Blood cancers

Lung toxicities for haematology patients


Exciting new therapies for leukaemia and lymphoma are creating a whole new spectrum of complications for pulmonologists and intensivists to deal with, the European Respiratory Society 2018  conference in Paris has been told.

Professor Robert Vassallo, from the Division of Pulmonary and Critical Care Medicine at the Mayo Clinic, said patients with haematological malignancies were prone to complications including opportunistic infections, radiation induced lung injury, medication-related toxicity and pulmonary oedema related to cardiac dysfunction.

“To complicate things further there were a number of instances where there are combined effects that work together to enhance toxicity in a given patient.”

“One classic example is in the patient getting bleomycin in the treatment of lymphoma who also has a requirement for oxygen for whatever reason and the toxicity is enhanced in that context.”

“And then perhaps the biggest challenge we face is that every time I do the haematology service, I learn about a new drug that I haven’t heard of before.”

“And in those instances, as important as the stethoscope is Pneumotox – an enormously useful resource because it is impossible to actually remember the lists of potential toxicities.”

Professor Vassallo said every compartment of the lung – large and small airways, lung parenchyma, vascular space and pleura – could be adversely affected by cancer therapies.

Risk factors for pulmonary toxicities included age over 60 years, preexisting pulmonary disease such as ILD, a history of thoracic surgery, oxygen inhalation, radiation exposure and renal impairment

“One of the things I think we all wrestle with is a sense of how frequent are these complications with a given agent.”

In the absence of specific blood or other tests to determine if a clinical syndrome was related to a particular drug, physicians were essentially working with a diagnosis of exclusion.

He said it was important to point that although these drugs do cause toxicity, the tolerability and outcomes have steadily improved.

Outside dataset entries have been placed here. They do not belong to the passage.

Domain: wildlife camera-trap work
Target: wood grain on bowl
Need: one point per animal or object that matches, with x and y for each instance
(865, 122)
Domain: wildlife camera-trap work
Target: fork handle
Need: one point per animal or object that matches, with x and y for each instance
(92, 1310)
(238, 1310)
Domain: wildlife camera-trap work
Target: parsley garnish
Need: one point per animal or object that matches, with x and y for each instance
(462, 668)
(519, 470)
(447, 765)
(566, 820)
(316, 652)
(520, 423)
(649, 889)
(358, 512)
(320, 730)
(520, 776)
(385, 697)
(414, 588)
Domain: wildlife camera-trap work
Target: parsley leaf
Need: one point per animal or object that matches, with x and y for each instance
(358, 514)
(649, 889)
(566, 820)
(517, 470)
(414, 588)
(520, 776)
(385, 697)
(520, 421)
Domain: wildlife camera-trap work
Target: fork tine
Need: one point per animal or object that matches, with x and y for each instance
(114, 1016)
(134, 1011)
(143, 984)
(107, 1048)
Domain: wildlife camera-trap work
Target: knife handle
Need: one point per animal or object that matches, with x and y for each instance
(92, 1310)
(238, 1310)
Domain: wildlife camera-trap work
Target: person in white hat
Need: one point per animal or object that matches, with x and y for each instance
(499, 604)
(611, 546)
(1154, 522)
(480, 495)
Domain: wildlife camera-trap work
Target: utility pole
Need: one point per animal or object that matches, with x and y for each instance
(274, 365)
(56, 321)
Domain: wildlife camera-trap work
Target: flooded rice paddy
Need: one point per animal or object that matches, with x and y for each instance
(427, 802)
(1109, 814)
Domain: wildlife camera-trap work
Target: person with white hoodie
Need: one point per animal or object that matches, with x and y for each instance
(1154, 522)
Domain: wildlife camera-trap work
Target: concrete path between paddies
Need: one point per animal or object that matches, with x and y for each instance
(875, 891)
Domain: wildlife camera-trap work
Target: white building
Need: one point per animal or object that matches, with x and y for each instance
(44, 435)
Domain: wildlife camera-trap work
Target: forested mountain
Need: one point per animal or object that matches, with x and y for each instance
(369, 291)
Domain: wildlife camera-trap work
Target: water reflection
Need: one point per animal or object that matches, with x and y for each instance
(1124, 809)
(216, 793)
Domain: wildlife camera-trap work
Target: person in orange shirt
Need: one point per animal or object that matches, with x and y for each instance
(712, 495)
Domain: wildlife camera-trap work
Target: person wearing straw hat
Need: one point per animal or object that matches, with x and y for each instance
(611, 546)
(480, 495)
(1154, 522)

For example, rituximab-related lung toxicity was quite low despite its frequent use in combination chemotherapy regimens for a variety of subtypes of lymphoma.

He said a recent series of patients with non-Hodgkin’s lymphoma showed infections accounted for about 75% of all complications but none were ascribed to rituximab toxicity.

However it was important to keep in mind that bronchoscopy and comprehensive evaluation for infection would be important to exclude other clinical causes for what might be rituximab-associated lung toxicity.

Professor Vassallo said radiation pneumonitis associated with lymphoma treatment was also relatively infrequent but could occur outside the field of therapy.

However clinicians could expect to see more extensive pulmonary infiltrates and pneumonitis associated with increasing use of immune checkpoint inhibitors for haematological malignancies as well as solid tumours.

“There are many of these drugs on the market and this is a class effect so we are going to be seeing this more and more.”

He said a meta-analysis estimated an odds ratio of about 3 to 4 for high grade or all grade pneumonitis respectively in patients treated with checkpoint inhibitors compared to chemotherapy.

The risk increased again with combinations of therapy such as PD-1 and CTLA-4 inhibitors.

Most cases of pneumonitis appeared within 2 to 6 months of the commencement of treatment but delayed onset cases had also been reported including after the completion of treatment.

Affected patients were typically responsive to steroid therapy and most, except very severe cases, would be able to continue on treatment with close monitoring.

Professor Vassallo said ‘hot off the press’ were also reports of sarcoidosis-like reactions in patients receiving immune checkpoint inhibitor therapy.

And physicians could also expect to see complications such as cytokine release syndrome and macrophage activation syndrome from CAR-T cell therapy for relapsed and refractory haematological malignancies.

He added pharmacogenomics would help elucidate which patients might be more at risk of these complications.